Como alguien de la familia. Como alguien que habla nuestro lenguaje y conoce nuestras viejas tradiciones y las costumbres populares. Como quien es capaz de reconstruir, a través de las coordenadas de dos o tres nombres, el cuadro familiar y termina descubriéndonos que somos consanguíneos de casi todo el pueblo.
Queremos verla así.
Presente en nuestra crónica local. Vistiendo como viste la mujer de nuestros días.
Como alguien ante quien nadie se siente tímido. Como quien se gana el pan como se lo ganan las demás. Como quien aparca su coche junto al nuestro. Mujer de todas las edades, a quien puedan sentirse próximas todas las hijas de Eva de cualquier edad.
Queremos imaginarla adolescente, mientras en verano sale a pleno sol de la playa en bermudas, bronceada por el sol, llevando en sus ojos limpios algún reflejo del Mediterráneo, y cargando en invierno con su mochila de colores camino del polideportivo. Saludando amablemente a la gente cuando pasa por la Avenida, inspirando a quien la mira nostalgias de castidad. Conversando con los amigos por las tardes. Haciendo sentirse felices a sus interlocutores, que la corresponden con sonrisas serenas. Yendo del brazo con sus amigas, a las que anima a amar la vida, mientras escucha sus confidencias.
Queremos que lleve algún apellido nuestro: Castrillo, Gutiérrez, Blasco, Arias, Zamora… e imaginarla como alumna de instituto, como empleada en un supermercado de la ciudad, como dactilógrafa en una oficina, como encargada de una «boutique» de la Gran Vía.
Queremos saber cómo se desenvuelve cuando pasa por las calles del centro histórico y se detiene a conversar con diferentes tipos de mujer. Queremos verla en el cementerio, el domingo cuando deposita una flor en la tumba de sus difuntos.
O cuando el jueves va a la compra y regatea un precio. O cuando espera, como las demás madres, que su hijo salga del colegio para llenarle de besos y llevárselo a casa.
No la queremos huésped, sino ciudadana.
Conocedora de nuestros problemas comunitarios. Preocupada por las llagas de nuestra ciudad. Contenta de compartir nuestra experiencia espiritual, contradictoria y excitante. Orgullosa de la riqueza cultural de nuestra ciudad, de sus iglesias, de su arte, de su música y de su historia. Gozosa de pertenecer a nuestra estirpe de campesinos, de navegantes, de exiliados incurablemente nostálgicos de su tierra natal.
Así queremos sentir a María. Enteramente nuestra, pero sin exclusivas.
Que canta las alegrías de Navidad y los dolores de Semana Santa, con las mismas cadencias que nuestras mujeres en una procesión con las velas encendidas.
La queremos en nuestras listas de empadronamiento.
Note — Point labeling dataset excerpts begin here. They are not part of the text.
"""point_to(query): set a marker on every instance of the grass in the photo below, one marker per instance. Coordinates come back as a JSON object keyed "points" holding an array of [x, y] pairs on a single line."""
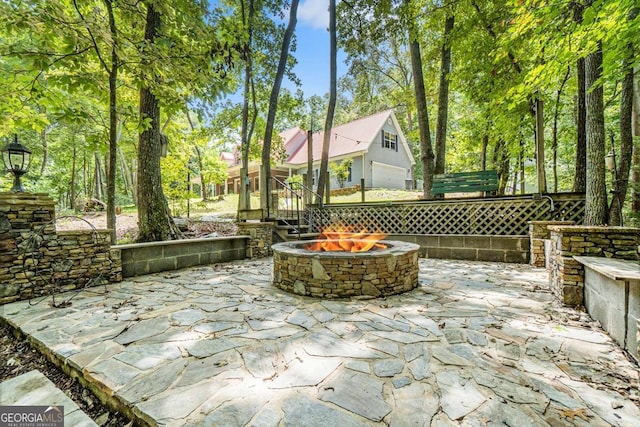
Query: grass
{"points": [[227, 206]]}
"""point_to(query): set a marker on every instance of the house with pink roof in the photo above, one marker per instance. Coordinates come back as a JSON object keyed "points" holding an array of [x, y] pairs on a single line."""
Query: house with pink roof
{"points": [[376, 144]]}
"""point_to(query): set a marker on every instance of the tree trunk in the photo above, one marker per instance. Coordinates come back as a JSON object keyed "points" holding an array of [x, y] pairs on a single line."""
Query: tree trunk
{"points": [[426, 148], [635, 176], [596, 194], [580, 176], [483, 154], [244, 199], [521, 167], [621, 183], [204, 182], [113, 127], [554, 133], [72, 187], [328, 124], [154, 220], [443, 97], [97, 173], [45, 151], [265, 184], [501, 163]]}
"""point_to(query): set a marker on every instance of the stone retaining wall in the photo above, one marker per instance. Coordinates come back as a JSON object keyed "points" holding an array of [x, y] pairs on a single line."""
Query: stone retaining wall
{"points": [[511, 249], [36, 260], [154, 257], [539, 233], [566, 275], [260, 238]]}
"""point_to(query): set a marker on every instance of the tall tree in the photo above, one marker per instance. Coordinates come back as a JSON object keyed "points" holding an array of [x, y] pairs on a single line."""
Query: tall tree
{"points": [[621, 181], [244, 199], [154, 220], [328, 124], [580, 176], [111, 67], [443, 96], [596, 196], [273, 106]]}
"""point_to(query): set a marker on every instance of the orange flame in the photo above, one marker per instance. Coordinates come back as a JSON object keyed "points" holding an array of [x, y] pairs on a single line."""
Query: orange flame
{"points": [[343, 238]]}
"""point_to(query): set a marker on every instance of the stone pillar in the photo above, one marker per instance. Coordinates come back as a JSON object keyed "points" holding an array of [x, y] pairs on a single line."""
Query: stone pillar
{"points": [[260, 238], [20, 215], [538, 233], [566, 275], [35, 260]]}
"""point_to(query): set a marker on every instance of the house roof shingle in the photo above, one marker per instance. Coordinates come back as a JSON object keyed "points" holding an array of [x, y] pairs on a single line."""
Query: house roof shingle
{"points": [[352, 137]]}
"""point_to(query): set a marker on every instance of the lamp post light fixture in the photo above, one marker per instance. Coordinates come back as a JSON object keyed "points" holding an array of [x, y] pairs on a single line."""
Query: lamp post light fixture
{"points": [[16, 158]]}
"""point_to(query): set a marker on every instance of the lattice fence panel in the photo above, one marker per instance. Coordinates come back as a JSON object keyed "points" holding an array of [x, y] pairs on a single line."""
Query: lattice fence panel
{"points": [[503, 216]]}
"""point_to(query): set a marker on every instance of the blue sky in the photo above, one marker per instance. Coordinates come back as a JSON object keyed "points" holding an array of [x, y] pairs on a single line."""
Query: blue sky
{"points": [[312, 50]]}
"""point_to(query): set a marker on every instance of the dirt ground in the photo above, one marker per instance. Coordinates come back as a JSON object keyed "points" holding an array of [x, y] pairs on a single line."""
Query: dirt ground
{"points": [[18, 357]]}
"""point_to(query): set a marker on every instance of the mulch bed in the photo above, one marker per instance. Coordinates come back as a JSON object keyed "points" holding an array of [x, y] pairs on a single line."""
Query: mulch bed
{"points": [[18, 357]]}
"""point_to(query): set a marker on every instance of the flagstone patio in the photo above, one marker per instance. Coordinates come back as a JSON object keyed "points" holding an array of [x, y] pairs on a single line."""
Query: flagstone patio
{"points": [[474, 344]]}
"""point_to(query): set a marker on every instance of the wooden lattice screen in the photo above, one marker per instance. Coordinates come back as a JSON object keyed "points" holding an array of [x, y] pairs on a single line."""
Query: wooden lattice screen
{"points": [[507, 216]]}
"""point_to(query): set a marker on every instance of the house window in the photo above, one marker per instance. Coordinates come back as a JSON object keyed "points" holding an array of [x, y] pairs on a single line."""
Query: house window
{"points": [[390, 141]]}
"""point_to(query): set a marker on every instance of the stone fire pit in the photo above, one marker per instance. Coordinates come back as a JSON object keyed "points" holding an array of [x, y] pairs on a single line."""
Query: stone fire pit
{"points": [[375, 273]]}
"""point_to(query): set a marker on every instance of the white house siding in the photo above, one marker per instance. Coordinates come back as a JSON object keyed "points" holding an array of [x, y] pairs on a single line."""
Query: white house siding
{"points": [[381, 161], [386, 176]]}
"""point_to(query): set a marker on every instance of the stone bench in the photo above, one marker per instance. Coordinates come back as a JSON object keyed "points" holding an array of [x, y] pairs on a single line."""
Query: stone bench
{"points": [[612, 296]]}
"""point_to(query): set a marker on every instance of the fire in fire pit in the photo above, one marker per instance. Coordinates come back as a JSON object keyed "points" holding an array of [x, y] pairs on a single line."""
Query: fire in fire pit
{"points": [[310, 268], [343, 238]]}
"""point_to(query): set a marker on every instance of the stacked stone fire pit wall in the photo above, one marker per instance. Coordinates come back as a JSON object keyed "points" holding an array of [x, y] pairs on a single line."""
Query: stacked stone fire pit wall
{"points": [[342, 274], [64, 260]]}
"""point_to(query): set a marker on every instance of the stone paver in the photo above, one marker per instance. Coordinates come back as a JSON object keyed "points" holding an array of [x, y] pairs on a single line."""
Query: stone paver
{"points": [[34, 389], [474, 344]]}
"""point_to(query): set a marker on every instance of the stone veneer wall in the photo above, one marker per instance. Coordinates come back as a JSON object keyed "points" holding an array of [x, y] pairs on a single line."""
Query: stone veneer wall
{"points": [[64, 260], [511, 249], [343, 275], [154, 257], [538, 234], [260, 238], [566, 275]]}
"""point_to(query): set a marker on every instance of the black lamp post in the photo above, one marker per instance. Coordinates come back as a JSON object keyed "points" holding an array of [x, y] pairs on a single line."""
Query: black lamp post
{"points": [[16, 158]]}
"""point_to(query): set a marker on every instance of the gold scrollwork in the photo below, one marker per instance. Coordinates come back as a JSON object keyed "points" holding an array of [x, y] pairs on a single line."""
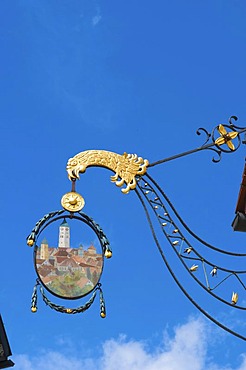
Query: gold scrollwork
{"points": [[126, 166]]}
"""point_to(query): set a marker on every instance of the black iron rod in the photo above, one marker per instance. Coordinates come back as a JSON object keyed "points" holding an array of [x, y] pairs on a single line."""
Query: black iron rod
{"points": [[181, 155]]}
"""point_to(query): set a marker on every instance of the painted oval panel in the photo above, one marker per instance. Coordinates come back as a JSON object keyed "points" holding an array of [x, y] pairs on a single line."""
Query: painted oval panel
{"points": [[69, 267]]}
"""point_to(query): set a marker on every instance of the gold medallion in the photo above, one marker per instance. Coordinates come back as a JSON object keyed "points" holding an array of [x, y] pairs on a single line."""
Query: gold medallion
{"points": [[72, 201]]}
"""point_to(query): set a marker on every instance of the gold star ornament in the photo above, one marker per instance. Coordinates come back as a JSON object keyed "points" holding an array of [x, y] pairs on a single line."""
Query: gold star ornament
{"points": [[72, 201]]}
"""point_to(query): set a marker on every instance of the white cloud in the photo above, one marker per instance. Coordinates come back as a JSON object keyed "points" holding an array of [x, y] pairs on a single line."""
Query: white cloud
{"points": [[186, 349]]}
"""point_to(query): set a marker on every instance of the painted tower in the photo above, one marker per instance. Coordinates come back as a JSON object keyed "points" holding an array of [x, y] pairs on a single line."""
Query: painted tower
{"points": [[64, 235], [44, 250]]}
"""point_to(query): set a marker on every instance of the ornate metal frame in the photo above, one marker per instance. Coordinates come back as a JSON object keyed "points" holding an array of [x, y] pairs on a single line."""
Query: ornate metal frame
{"points": [[106, 251]]}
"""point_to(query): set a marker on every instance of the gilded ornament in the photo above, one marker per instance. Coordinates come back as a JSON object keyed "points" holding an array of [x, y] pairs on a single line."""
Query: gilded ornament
{"points": [[226, 137], [72, 201], [108, 254], [126, 166]]}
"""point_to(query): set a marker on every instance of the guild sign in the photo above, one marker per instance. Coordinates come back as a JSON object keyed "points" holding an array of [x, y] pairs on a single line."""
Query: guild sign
{"points": [[64, 269]]}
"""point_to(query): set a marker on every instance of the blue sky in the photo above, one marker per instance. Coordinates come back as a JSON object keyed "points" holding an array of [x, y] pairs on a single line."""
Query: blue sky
{"points": [[125, 77]]}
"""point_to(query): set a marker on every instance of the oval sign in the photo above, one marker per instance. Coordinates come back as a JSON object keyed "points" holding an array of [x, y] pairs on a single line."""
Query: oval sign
{"points": [[66, 270]]}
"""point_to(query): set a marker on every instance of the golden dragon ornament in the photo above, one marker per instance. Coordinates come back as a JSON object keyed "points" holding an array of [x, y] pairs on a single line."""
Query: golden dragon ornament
{"points": [[125, 166]]}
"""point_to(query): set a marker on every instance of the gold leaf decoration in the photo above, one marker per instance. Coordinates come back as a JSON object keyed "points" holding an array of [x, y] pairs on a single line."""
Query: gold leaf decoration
{"points": [[126, 166]]}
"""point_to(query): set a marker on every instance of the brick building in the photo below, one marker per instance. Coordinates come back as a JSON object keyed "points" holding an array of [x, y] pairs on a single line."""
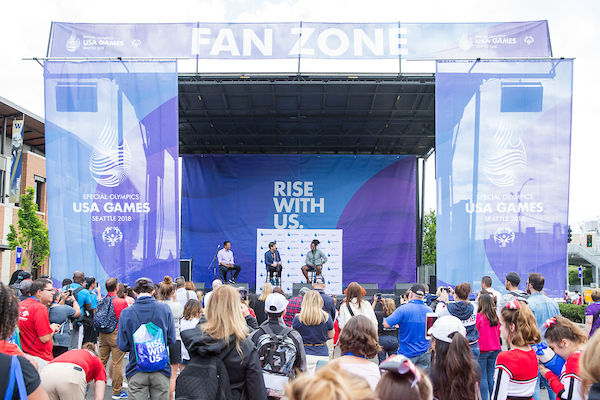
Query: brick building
{"points": [[33, 173]]}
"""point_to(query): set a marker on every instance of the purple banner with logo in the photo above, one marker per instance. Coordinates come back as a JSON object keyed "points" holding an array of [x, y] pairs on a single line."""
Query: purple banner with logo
{"points": [[503, 140], [302, 40], [112, 174], [371, 199]]}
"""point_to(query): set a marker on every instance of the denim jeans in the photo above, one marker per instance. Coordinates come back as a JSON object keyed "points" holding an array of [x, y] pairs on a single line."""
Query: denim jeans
{"points": [[487, 362], [544, 383], [389, 345]]}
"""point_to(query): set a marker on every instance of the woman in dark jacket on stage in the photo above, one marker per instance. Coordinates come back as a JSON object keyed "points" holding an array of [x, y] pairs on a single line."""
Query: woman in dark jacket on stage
{"points": [[225, 334]]}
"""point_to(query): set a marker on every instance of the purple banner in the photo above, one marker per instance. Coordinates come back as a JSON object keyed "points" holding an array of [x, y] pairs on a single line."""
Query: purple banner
{"points": [[503, 139], [112, 155], [391, 40], [370, 198]]}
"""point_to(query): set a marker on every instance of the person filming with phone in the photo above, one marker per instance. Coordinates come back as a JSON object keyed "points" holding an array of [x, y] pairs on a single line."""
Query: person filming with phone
{"points": [[411, 320]]}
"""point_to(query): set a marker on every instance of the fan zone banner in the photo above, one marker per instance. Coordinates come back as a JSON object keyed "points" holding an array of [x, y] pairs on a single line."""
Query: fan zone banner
{"points": [[503, 143], [292, 247], [371, 199], [302, 40], [112, 169]]}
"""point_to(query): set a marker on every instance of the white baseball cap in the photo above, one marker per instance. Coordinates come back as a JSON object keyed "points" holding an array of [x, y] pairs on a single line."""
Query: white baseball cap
{"points": [[275, 303], [444, 326]]}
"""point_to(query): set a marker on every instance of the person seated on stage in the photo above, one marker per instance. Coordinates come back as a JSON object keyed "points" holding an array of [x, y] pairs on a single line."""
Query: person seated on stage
{"points": [[314, 260], [226, 264], [273, 263]]}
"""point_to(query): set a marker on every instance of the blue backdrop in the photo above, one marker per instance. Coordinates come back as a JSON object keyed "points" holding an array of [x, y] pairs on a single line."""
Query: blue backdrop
{"points": [[372, 198]]}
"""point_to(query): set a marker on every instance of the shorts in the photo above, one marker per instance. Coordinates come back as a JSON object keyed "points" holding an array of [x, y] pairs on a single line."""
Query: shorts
{"points": [[175, 352]]}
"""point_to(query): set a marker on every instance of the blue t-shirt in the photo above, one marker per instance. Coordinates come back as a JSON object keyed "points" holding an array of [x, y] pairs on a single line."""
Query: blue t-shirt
{"points": [[315, 334], [60, 315], [83, 296], [411, 318]]}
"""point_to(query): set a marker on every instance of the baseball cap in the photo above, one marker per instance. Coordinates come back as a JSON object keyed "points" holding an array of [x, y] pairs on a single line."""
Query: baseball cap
{"points": [[418, 289], [143, 282], [25, 286], [513, 277], [275, 303], [444, 326]]}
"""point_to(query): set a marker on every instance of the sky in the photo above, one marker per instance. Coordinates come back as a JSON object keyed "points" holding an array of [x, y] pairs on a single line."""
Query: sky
{"points": [[574, 33]]}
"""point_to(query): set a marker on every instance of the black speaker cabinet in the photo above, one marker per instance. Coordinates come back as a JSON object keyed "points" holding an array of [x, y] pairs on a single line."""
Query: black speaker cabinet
{"points": [[185, 268]]}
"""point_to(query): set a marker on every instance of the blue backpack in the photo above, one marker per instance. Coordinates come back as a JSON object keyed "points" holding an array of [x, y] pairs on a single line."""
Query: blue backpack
{"points": [[105, 318], [150, 346]]}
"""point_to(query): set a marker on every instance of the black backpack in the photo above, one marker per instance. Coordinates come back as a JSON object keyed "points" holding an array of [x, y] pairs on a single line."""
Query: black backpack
{"points": [[105, 318], [204, 378]]}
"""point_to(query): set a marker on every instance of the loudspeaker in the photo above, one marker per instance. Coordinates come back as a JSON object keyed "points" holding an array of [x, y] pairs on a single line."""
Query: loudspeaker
{"points": [[297, 286], [432, 284], [185, 269], [238, 285], [200, 286], [402, 287], [371, 288]]}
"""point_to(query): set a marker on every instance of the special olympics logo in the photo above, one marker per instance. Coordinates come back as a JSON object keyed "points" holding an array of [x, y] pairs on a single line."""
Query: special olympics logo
{"points": [[112, 235], [505, 162], [110, 161], [504, 236], [73, 42]]}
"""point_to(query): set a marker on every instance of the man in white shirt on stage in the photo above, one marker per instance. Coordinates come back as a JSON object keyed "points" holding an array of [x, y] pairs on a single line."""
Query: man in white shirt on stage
{"points": [[226, 264]]}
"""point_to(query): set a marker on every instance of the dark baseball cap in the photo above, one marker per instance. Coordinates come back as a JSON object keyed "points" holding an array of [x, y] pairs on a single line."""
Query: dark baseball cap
{"points": [[418, 289], [513, 277]]}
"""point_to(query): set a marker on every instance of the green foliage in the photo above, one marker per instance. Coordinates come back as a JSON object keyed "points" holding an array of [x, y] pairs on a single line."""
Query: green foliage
{"points": [[429, 230], [574, 275], [32, 233], [573, 312]]}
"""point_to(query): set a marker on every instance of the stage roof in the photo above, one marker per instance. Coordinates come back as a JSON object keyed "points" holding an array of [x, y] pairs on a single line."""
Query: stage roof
{"points": [[307, 114]]}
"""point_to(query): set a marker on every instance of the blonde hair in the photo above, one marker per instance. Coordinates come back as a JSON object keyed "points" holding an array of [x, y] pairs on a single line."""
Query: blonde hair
{"points": [[390, 307], [166, 289], [224, 316], [329, 383], [526, 329], [589, 367], [267, 290], [312, 312]]}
En los sueños festivos y en la dureza de los días de trabajo.
Siempre dispuesta a echarnos una mano, a contagiarnos su esperanza, a hacernos sentir su necesidad de Dios y a compartir con nosotros fiestas y lágrimas, trabajos de vendimias y almazaras, olor de horno y de colada, lágrimas de ausencias y presencias. Como una vecina de casa de otros tiempos.
Como inquilina dulcísima que se asoma al portal de nuestra urbanización.
Como criatura espléndida que vive en nuestra misma calle, a la que inunda con su luz.
Santa María, mujer de nuestros días, ven y habita en medio de nosotros.
Tú dijiste que te llamarían bienaventurada todas las generaciones.
Entre ellas está también la nuestra, que quiere cantarte no sólo
por las cosas grandes que el Señor ha hecho en ti en el pasado, sino
también por las maravillas que sigue realizando en ti en el presente.
Haz que podamos sentirte próxima a nuestros problemas.
No como señora que viene de lejos a solucionarlos con el poder
de su gracia o con fórmulas impresas que no cambian, sino como alguien
que vive esos mismos problemas y conoce su dramaticidad inédita, percibe
sus matices y capta el alcance de su tribulación.
Santa María, mujer de nuestros días, líbranos del peligro de
pensar que las experiencias espirituales, vividas por ti hace dos mil
años, no son posibles para nosotros hoy, hijos de una civilización que,
tras proclamarse posmoderna, posindustrial y postodo, se proclama también poscristiana.
Haznos comprender que la modestia, la humildad y la pureza, son
frutos de todos los tiempos de la historia y que el discurrir del
tiempo, no ha alterado la composición química de ciertos valores, como
la gratuidad, la obediencia, la confianza, la ternura y el perdón. Son
valores que siguen en pie y que nunca pasarán de moda.
Vuelve, pues, en medio de nosotros y facilítanos, a todos, la
edición actualizada de las grandes virtudes humanas, que te hicieron
grande a los ojos de Dios.
Santa María, mujer de nuestros días, cuando Jesús te
constituyó madre nuestra, además de coterránea, te hizo contemporánea de
todos, prisionera del mismo fragmento de espacio y de tiempo.
Por eso, nadie puede hablar de distancias generacionales, ni
sospechar que no seas capaz de comprender los dramas de nuestra época.
Por eso, quédate junto a nosotros, mientras te confiamos las
inquietudes presentes en nuestra vida moderna: la paga que no llega, el
estrés, un futuro incierto, el miedo de no lograr algo importante, la
soledad interior, el desgaste de las relaciones, la inestabilidad de los
afectos, la difícil educación de los hijos, la incomunicabilidad
incluso con las personas más queridas, la fragmentación absurda del
tiempo, el vértigo de las tentaciones, la tristeza de las caídas, la
náusea del pecado…
Haz que sintamos tu presencia confortante, dulcísima madre
coetánea de todos. Y que nadie se sienta llamado por su nombre, sin que
suene al mismo tiempo el tuyo, para que respondas tú también:
«¡Presente!».
Como una antigua compañera de clase.